Versions (relevant - OpenSearch/Dashboard/Server OS/Browser):
OpenSearch 2.17.1
Describe the issue:
I’ve tested the advantages of quantization with two groups of indices:
green open quantized.comment_2021 U7GNCo1qStmGOf7PZksTAg 3 1 132124 60 1.8gb 975.9mb
green open quantized.comment_2022 Dhz8w2PpTBaAMUT_BzeG9w 3 1 101407 0 1.4gb 734.9mb
green open quantized.comment_2023 qfWsD3zuS1Wz16QA4G-xsw 3 1 105771 0 1.7gb 895.3mb
green open comment_2021 D7KJLcnNRa-7UHx52LGyEA 3 1 132124 7243 2.4gb 1.2gb
green open comment_2022 zCBcgeArRuyD-3zCCTlCMw 3 1 101716 1301 1.7gb 894.1mb
green open comment_2023 Ytf7vWPKT6OzR5LtEHoyDw 3 1 105771 21041 2.3gb 1.2gb
The only difference between them is index mapping, whether knn.mode
is on_disk(for quantization) or in_memory(default).
"COMMENT": {
"type": "nested",
"properties": {
"knn": {
"mode": "on_disk",
"space_type": "innerproduct",
"data_type": "float",
"dimension": 768,
"type": "knn_vector"
}
}
}
"COMMENT": {
"type": "nested",
"properties": {
"knn": {
"method": {
"engine": "faiss",
"space_type": "l2",
"name": "hnsw",
"parameters": {
"ef_construction": 128,
"m": 16
}
},
"dimension": 768,
"type": "knn_vector"
}
}
}
At first, I expected that COMMENT.knn
fields would be different but they aren’t.
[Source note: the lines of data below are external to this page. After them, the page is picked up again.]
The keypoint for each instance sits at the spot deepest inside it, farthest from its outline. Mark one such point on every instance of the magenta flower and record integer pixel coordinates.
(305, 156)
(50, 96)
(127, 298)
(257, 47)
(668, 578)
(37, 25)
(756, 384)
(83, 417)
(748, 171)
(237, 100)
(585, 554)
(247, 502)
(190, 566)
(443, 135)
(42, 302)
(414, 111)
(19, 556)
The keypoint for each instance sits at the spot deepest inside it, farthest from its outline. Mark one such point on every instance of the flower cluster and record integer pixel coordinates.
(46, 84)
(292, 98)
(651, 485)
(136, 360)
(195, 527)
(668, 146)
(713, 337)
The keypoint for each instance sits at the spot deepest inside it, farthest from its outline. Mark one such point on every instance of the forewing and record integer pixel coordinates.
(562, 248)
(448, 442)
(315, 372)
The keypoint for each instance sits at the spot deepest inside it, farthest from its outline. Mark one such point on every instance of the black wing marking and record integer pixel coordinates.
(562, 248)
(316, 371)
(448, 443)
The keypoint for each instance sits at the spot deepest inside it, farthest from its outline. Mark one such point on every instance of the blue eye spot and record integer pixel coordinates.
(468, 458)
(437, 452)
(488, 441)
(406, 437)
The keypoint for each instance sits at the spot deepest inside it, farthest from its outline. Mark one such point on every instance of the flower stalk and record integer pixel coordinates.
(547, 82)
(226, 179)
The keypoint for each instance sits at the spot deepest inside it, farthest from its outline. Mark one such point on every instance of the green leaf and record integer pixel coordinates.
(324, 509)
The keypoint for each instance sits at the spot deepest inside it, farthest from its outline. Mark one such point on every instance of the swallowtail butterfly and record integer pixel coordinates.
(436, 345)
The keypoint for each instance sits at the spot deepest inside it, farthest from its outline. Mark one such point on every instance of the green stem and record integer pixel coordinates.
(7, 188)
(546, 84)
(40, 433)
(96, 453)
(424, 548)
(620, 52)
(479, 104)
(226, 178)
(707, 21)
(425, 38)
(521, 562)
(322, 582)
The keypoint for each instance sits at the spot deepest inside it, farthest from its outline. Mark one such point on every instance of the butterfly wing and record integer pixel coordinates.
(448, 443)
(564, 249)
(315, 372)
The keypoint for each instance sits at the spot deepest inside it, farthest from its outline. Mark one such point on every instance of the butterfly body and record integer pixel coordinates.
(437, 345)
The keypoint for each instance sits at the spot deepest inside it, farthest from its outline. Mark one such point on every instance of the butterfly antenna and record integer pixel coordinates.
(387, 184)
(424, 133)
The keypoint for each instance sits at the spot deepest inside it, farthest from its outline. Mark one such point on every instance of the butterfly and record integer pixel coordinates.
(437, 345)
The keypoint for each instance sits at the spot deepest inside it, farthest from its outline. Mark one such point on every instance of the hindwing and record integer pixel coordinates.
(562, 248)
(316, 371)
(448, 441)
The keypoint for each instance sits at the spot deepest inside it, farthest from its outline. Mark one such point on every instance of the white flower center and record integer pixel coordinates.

The only significant difference in stored indices,(/usr/share/opensearch/data/nodes/0/indices/D7KJLcnNRa-7UHx52LGyEA/2/index
) is the existence of NativeEngines990KnnVectorsFormat_0.osknnqstate files.
-
With these files, do OpenSearch’s
KNN990QuantizationStateWriter
andKNN990QuantizationStateReader
help data nodes to index/search documents lighter and faster? -
According to Disk-based vector search - OpenSearch Documentation, Disk-based vector search uses binary quantization, compressing vectors and thereby reducing the memory requirements. But disk reduction is only 25%, just same as byte vector(8bit integer quantization).